The catalytic center of the oxygen-evolving complex (OEC) in the oxygenic photosynthetic organisms carries out one of the most important bioenergetic reactions - water oxidation and molecular oxygen synthesis. The catalytic center consists of 4 Mn and 1 Ca2+ cations connected to each other by 5 oxygen bridges [1,2]. Metal cluster have four molecules of water, two of which are bound to Mn4 cation and the other two bound to Ca2+ cation. One of the Ca2+-bound water molecules is presumably a substrate molecule, which is involved in formation of molecular oxygen [3,4] although the mechanism of Ca2+ function in water oxidation might be different. For example, Ca2+ can be responsible for an “adjustment” of the redox potential of a manganese cluster [[5], [6], [7]].

The Ca2+ cation can be extracted from OEC of photosystem II (PSII) with high ionic strength medium (1–2 M NaCl) [8] or low pH citrate buffer [9]. This procedure is accompanied by a loss of oxygen-evolving activity: the residual rate of oxygen evolution is about 12%. The activity of Ca-depleted PSII membranes (PSII(Ca)) can be restored up to 70% by addition of Ca2+ in high concentrations (10–30 mM) [10]. A number of metal cations have been investigated as a substitute for Ca2+ in OEC [11]. However, the only metal ion which could functionally substitute Ca2+ is Sr2+ [12]. The binding of some other metal ions, including lanthanides (Ln3+) [13,14] and Cd2+ [15], to the Ca-binding site is competitive with Ca2+. Lanthanides irreversibly bind to the Ca-binding site in intact membrane preparations of the PSII, displacing Ca2+ cation from the OEC [13], as well as to free Ca-binding site in Ca-depleted PSII membranes [14].
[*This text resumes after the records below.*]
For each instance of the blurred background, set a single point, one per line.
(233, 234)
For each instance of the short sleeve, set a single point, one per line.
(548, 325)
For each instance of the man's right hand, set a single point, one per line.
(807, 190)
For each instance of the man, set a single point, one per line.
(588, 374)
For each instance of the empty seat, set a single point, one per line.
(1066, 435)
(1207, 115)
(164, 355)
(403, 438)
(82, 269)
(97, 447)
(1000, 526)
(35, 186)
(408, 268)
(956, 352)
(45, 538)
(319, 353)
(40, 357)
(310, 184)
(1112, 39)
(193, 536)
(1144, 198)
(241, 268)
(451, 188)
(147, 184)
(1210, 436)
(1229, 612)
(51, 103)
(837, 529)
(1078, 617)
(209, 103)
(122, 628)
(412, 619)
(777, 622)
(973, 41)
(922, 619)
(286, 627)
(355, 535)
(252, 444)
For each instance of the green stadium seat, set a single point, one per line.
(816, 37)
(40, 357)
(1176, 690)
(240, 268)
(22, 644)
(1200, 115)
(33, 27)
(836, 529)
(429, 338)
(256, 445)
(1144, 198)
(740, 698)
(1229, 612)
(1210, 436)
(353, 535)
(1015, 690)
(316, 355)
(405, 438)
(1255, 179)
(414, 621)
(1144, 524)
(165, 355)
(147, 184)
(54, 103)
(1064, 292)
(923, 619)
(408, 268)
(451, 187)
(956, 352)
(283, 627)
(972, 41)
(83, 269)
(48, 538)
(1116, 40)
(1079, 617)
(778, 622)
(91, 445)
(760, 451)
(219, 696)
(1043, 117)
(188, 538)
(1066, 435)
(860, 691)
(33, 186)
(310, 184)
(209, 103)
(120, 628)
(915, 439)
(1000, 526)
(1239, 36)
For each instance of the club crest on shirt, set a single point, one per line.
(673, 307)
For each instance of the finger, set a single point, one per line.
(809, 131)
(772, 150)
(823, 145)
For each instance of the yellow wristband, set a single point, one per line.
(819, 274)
However, the mechanism of interaction of lanthanides cations with PSII membranes might be more complex than simply binding to the Ca-binding site of the OEC. The essence is that the PSII contains, in addition to Ca2+ cation, 4 Mn cations, which can be extracted from OEC together with Ca2+ cation and extrinsic proteins. The Mn-depleted PSII samples (PSII(Mn)) contain single Mn-binding site [16,17], which binds Mn2+ cations with high efficiency. This high-affinity site (HAS) is located at the position denoted by Mn4 [1] in the native crystal structure. The HAS was assigned to axial ligands Asp170 and Glu333 in the D1 polypeptide of the native PSII membranes [17]. This site can presumably bind Fe2+ cations with a comparable to Mn2+ efficiency [18]. Recently, a detailed study of the photoactivation process in cyanobacterial membranes led the authors to a conclusion that there is a second Mn-binding site in the apo-PSII membranes [19]. This was confirmed by Mino and Asada (2022) using the pulsed electron–electron double resonance [20]. The authors suggested that the position between Asp170 and Glu189 in the D1 polypeptide is a good candidate for the initial high-affinity site for photoactivation.

In our previous work [21], we found that La3+ and Tb3+ cations effectively inhibited the reduction of artificial electron acceptor 2,6-dichlorophenolindophenol (DCPIP) supported by oxidation of Mn2+ cations at the Mn-binding HAS in the Mn-depleted PSII membranes. The Ki values are equal to 2 μM for Tb3+ and 8 μM for La3+, which is close to the concentration of Fe2+ cations (3 μM) that blocks the oxidation of Mn2+ cations through the HAS [18]. In contrast, the Ki inhibition of the Ca-binding site in PSII(Ca) membranes (200 μM) is much greater [14]. These facts suggest that the lanthanide cations inhibit the oxidation of Mn2+ cations bound to the HAS, blocking the binding of Mn2+ cations, which is similar to the Mn2+ oxidation blocking by iron cations [18]. In this work, we continued to study the mechanism of Ln3+ cations interaction with the HAS by EPR method. The obtained results confirm the fact of highly effective binding of lanthanide cations to the Mn-binding HAS in the PSII(Mn) membrane preparations. We found that irreversible binding of the lanthanide cation to the Ca-binding site in the Ca-depleted PSII membranes leads to a partial inhibition of the high-affinity Mn-binding site.